Below the start label and assembling and linking with ML 6.15.8803 and Link 5.12.8078, typical results are:


------------------------------------------------------------------------
Intel(R) Pentium(R) 4 CPU 3.00GHz

Instructions: MMX, SSE1, SSE2
------------------------------------------------------------------------
2278    cycles for Dedndave code
------------------------------------------------------------------------
2296    cycles for Dedndave code
------------------------------------------------------------------------
2263    cycles for Dedndave code
------------------------------------------------------------------------
2285    cycles for Dedndave code
------------------------------------------------------------------------


And the EXE will then run on my P3 system:

------------------------------------------------------------------------
Pentium III

Instructions: MMX, SSE1
------------------------------------------------------------------------
2457    cycles for Dedndave code
------------------------------------------------------------------------
2437    cycles for Dedndave code
------------------------------------------------------------------------
2437    cycles for Dedndave code
------------------------------------------------------------------------
2439    cycles for Dedndave code
------------------------------------------------------------------------

Well Microsoft, here's another nice mess you've gotten us into.

jj2007

That will be a close race between Dave and Frank...
:biggrin:
Intel(R) Celeron(R) M CPU        420  @ 1.60GHz (SSE3)
loop overhead is approx. 189/100 cycles

1556    cycles for 100 * FA Dave
541     cycles for 100 * FA Jochen
1557    cycles for 100 * FA Frank

1556    cycles for 100 * FA Dave
539     cycles for 100 * FA Jochen
1557    cycles for 100 * FA Frank

1558    cycles for 100 * FA Dave
542     cycles for 100 * FA Jochen
1564    cycles for 100 * FA Frank

230     bytes for FA Dave
281     bytes for FA Jochen
350     bytes for FA Frank

frktons

Quote from: jj2007 on December 09, 2012, 01:21:46 PM
That will be a close race between Dave and Frank...
:biggrin:
Intel(R) Celeron(R) M CPU        420  @ 1.60GHz (SSE3)
loop overhead is approx. 189/100 cycles

1556    cycles for 100 * FA Dave
541     cycles for 100 * FA Jochen
1557    cycles for 100 * FA Frank

1556    cycles for 100 * FA Dave
539     cycles for 100 * FA Jochen
1557    cycles for 100 * FA Frank

1558    cycles for 100 * FA Dave
542     cycles for 100 * FA Jochen
1564    cycles for 100 * FA Frank

230     bytes for FA Dave
281     bytes for FA Jochen
350     bytes for FA Frank


Actually I didn't write any code.

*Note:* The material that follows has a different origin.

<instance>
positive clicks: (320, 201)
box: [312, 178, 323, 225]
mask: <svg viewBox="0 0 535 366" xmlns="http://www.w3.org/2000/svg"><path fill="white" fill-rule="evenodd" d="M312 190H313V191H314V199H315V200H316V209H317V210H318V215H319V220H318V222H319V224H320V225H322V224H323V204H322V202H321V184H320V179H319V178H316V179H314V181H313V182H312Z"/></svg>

I only posted Dave code in
another testbed. Well with your routine you demonstrated that
the good job of Dave could be optimized with better registers
and parallel computing.
There are only two days a year when you can't do anything: one is called yesterday, the other is called tomorrow, so today is the right day to love, believe, do and, above all, live.

Dalai Lama

dedndave

i don't think Frank has any working code, per se
looks like you got the speed thing   :t
did you verify the resulting table ?   :P

Intel(R) Pentium(R) 4 CPU 3.00GHz (SSE3)
++18 of 20 tests valid, loop overhead is approx. 246/100 cycles

2069    cycles for 100 * FA Dave
915     cycles for 100 * FA Jochen
2230    cycles for 100 * FA Frank

2029    cycles for 100 * FA Dave
913     cycles for 100 * FA Jochen
2592    cycles for 100 * FA Frank

2034    cycles for 100 * FA Dave
930     cycles for 100 * FA Jochen
2217    cycles for 100 * FA Frank

frktons

Jochen,
the source you posted is for MasmBasic editor, I suppose,
couldn't you post a normal ascii text file, in order to see what it
actually does?

Frank
There are only two days a year when you can't do anything: one is called yesterday, the other is called tomorrow, so today is the right day to love, believe, do and, above all, live.

Dalai Lama

dedndave

it's a "rich" text file, Frank
i think you can open it with WordPad, if you don't have anything else   :t

dedndave

this is Jochen's data and code
align 16
TestB_s:
Src0123 db "   0   1   2   3"
Add4444 dd 04000000h, 04000000h, 04000000h, 04000000h ; xmm1
Add44xx dd 04000000h, 04000000h, 0FA110000h, 0FA110000h ; xmm2
Addxx44 dd 0FA110000h, 0FA110000h, 04000000h, 04000000h ; xmm3
Addxxxx dd 0FA010000h, 0FA010000h, 0FA010000h, 0FA010000h ; xmm4

Add244xx dd 04000000h, 04000000h, 0FA010000h, 0FA010000h ; xmm2
Add2xx44 dd 0FA010000h, 0FA010000h, 04000000h, 04000000h ; xmm3
Add2xxxx dd 0FA010000h, 0FA010000h, 0FA010000h, 0FA010000h ; xmm4

Sub100a dd 00009EF00h, 00009EF00h, 00009EF00h, 00009EF00h
Sub100b dd 00009FF00h, 00009FF00h, 00009FF00h, 00009FF00h

NameB equ FA Jochen ; assign a descriptive name here
TestB proc
mov esi, offset Src0123
mov edi, offset MyArray
push edi
xor ecx, ecx
movaps xmm0, [esi]
movaps xmm1, [esi+16]
movaps xmm2, [esi+32]
movaps xmm3, [esi+48]
movaps xmm4, [esi+64]
lea edx, [edi+4000]
m2m ecx, -5
; align 4
.Repeat
movaps [edi], xmm0
paddd xmm0, xmm1 ; 4444
movaps [edi+16], xmm0
paddd xmm0, xmm2 ; 44xx
movaps [edi+32], xmm0
paddd xmm0, xmm3 ; xx44
movaps [edi+48], xmm0
paddd xmm0, xmm1 ; 4444
movaps [edi+64], xmm0
paddd xmm0, xmm4 ; xxxx
inc ecx
.if Zero?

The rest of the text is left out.